Australian Christian Lobby's misleading press release on GetUp's "misleading" ad

GetUp was planning to run some satirical ads opposing the Australian government's proposed mandatory Internet filtering scheme on Qantas fights in Canberra. Qantas has now refused to run them, citing a long-term ban on running "political advertising". While Qantas and GetUp tussle over the exact definition of the term "political advertising", the Australian Christian Lobby (ACL) has put out a press release entitled "ACL Welcomes Qantas move to ditch misleading GetUp ad".

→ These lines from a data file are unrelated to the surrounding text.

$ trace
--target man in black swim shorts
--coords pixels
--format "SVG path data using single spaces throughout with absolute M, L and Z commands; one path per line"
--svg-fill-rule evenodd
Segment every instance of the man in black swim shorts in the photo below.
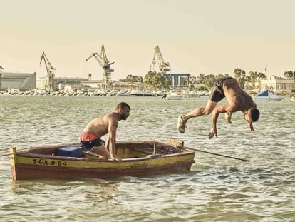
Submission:
M 215 108 L 217 103 L 224 97 L 227 98 L 228 104 Z M 213 111 L 212 128 L 208 135 L 209 138 L 212 138 L 214 135 L 217 136 L 217 121 L 219 114 L 225 113 L 227 122 L 232 123 L 232 113 L 240 111 L 249 123 L 251 131 L 254 133 L 252 122 L 259 118 L 259 111 L 256 107 L 252 98 L 241 89 L 235 79 L 229 76 L 222 78 L 214 84 L 205 107 L 197 108 L 187 114 L 178 117 L 177 129 L 184 133 L 187 120 L 202 115 L 209 115 Z

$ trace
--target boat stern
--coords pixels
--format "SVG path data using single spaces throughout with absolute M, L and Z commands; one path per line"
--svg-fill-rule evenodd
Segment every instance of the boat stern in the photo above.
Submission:
M 16 148 L 13 147 L 9 149 L 10 160 L 11 163 L 12 179 L 16 181 Z

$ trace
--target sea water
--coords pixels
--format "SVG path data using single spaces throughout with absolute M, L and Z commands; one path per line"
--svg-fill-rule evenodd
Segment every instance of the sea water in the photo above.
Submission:
M 9 156 L 0 157 L 1 221 L 294 221 L 295 102 L 257 102 L 251 132 L 241 112 L 207 138 L 211 115 L 192 118 L 185 133 L 177 116 L 207 98 L 0 96 L 0 151 L 78 142 L 93 118 L 125 101 L 117 141 L 182 140 L 186 146 L 250 160 L 196 152 L 187 173 L 109 180 L 13 181 Z M 226 103 L 224 99 L 220 104 Z M 105 138 L 103 138 L 105 139 Z

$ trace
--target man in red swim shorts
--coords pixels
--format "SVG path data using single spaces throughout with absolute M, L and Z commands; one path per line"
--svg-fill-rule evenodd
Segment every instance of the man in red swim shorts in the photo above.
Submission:
M 227 104 L 216 107 L 217 103 L 223 98 L 227 99 Z M 224 77 L 218 79 L 212 87 L 212 91 L 206 106 L 196 108 L 193 111 L 182 116 L 177 120 L 177 129 L 184 133 L 187 121 L 192 118 L 202 115 L 209 115 L 212 112 L 212 127 L 209 133 L 209 138 L 214 136 L 217 136 L 217 122 L 219 113 L 225 113 L 225 118 L 229 123 L 232 123 L 232 113 L 242 111 L 244 118 L 249 123 L 251 131 L 254 133 L 252 122 L 259 118 L 259 111 L 252 98 L 239 86 L 237 81 L 232 77 Z
M 121 158 L 116 156 L 115 152 L 116 131 L 119 121 L 126 120 L 130 109 L 128 104 L 122 102 L 117 105 L 114 112 L 96 118 L 88 123 L 80 134 L 83 150 L 100 155 L 98 159 L 101 161 L 120 162 Z M 100 138 L 108 133 L 108 138 L 104 144 Z

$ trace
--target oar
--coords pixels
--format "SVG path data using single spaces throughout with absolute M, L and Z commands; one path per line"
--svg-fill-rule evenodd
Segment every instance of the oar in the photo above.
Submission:
M 196 151 L 202 152 L 202 153 L 209 153 L 209 154 L 212 154 L 212 155 L 220 156 L 227 157 L 227 158 L 234 158 L 234 159 L 236 159 L 236 160 L 239 160 L 239 161 L 242 161 L 250 162 L 250 161 L 249 161 L 249 160 L 246 160 L 246 159 L 244 159 L 244 158 L 237 158 L 237 157 L 233 157 L 233 156 L 226 156 L 226 155 L 222 155 L 222 154 L 219 154 L 219 153 L 212 153 L 212 152 L 208 152 L 208 151 L 202 151 L 202 150 L 197 149 L 197 148 L 190 148 L 190 149 L 192 149 L 192 150 Z

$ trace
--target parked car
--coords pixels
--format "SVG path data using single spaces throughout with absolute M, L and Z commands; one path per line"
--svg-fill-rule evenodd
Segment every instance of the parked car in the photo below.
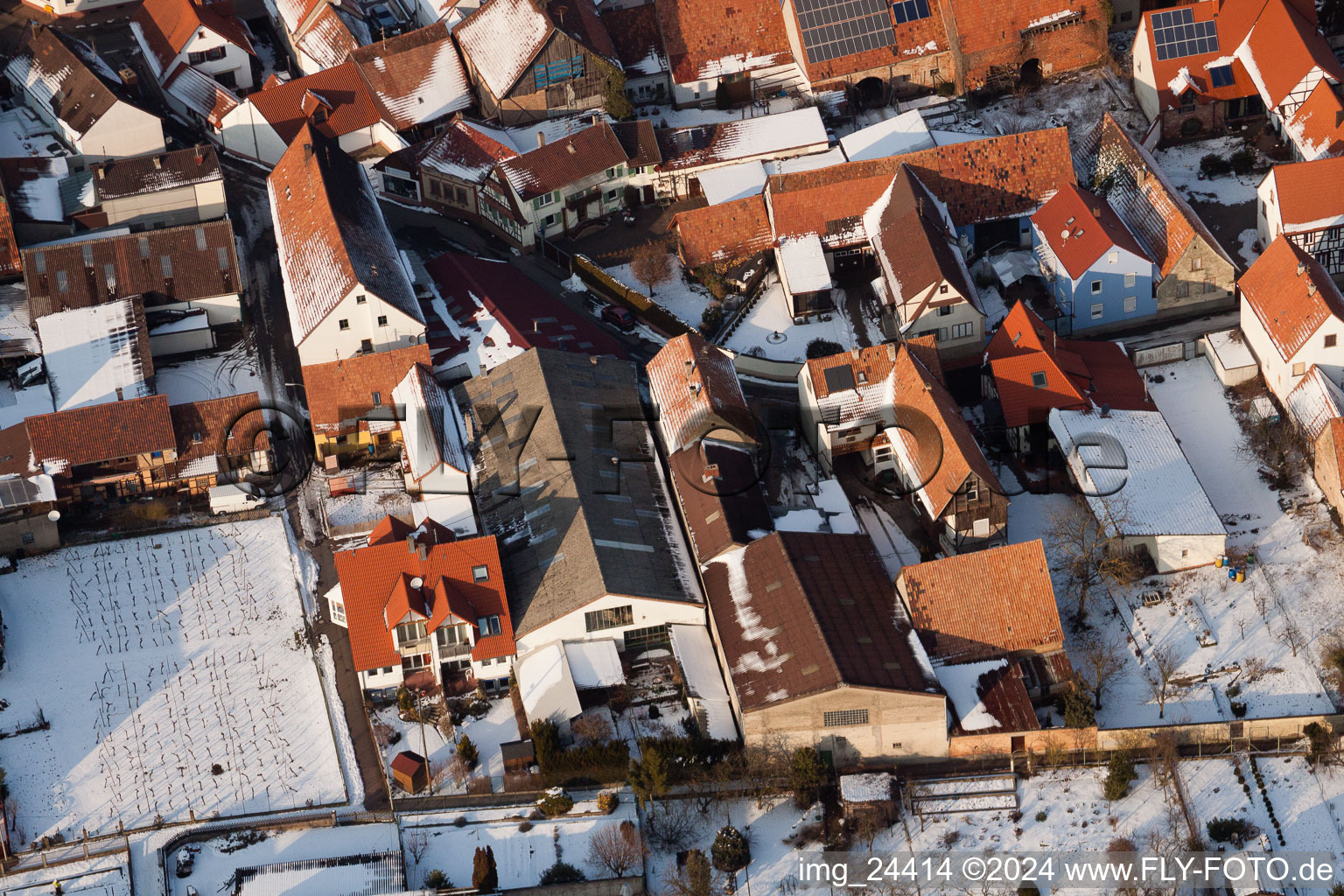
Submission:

The supposedly "misleading" ad is not misleading at all. It is ACL who is being misleading in their press release. The ad itself briefly makes mention of Iran and the alleged cover-up of a rigged election there, prompting the response from the ACL:
We have been concerned that people might be responding to GetUp's plea for money to screen its ad because of the misleading claim that the Rudd Government's clean feed for kids election promise might lead to Iranian-style political repression,

Yet again, proponents of Internet censorship misleadingly try to dodge the real problem with Conroy's filter: that under his scheme, Internet censorship will be mandatory for adults. It is the ACL, not GetUp, who is misleading the public by trying to suggest otherwise.

I thought "Christians" weren't supposed to bear false witness?